L’intervento del consigliere Giancarlo Giordano è quello più incalzante: “Una condizione così vergognosa di questo Ente non l’ho mai riscontrata. Sindaco, lei viene qui con un bilancio bocciato, su sollecitazione del Prefetto che le ha dato i giorni contati e con i banchi della Giunta vuoti. Si sono dimessi perché gli è stato chiesto di dimettersi, perché quando si apre una bancarella bisogna avere un po’ di merce da vendere. Le bancarelle non le apro io, il giochino sarà svelato quando sapremo i nomi dei pochi riconfermati e dei nuovi assessori.
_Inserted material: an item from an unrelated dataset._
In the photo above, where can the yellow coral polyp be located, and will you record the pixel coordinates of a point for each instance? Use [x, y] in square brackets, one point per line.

Questa è una maggioranza che si è costruito su interessi specifici che lei ha di volta in volta incrociato. E’ una maggioranza che si è “trasformata”. Mi intristisce il fatto che la maggioranza abbia perso anche la parola. Che teatrino, il vostro silenzio è imbarazzato e offensivo. Venire in aula dopo che si è stati convocati dal Prefetto è avvilente. Sindaco, la storia della sua amministrazione finisce qui, o meglio, finisce sul 15 pari dello scorso consiglio”.

Poche parole di circostanza per il sindaco Paolo Foti: “Ho dichiarato che la Giunta era azzerata. Non era una finzione. Visto che siamo giunti alla fine di questo processo, gli assessori hanno protocollato le dimissioni quindi a termine di regolamento nei prossimi cinque giorni nominerò una nuova Giunta”.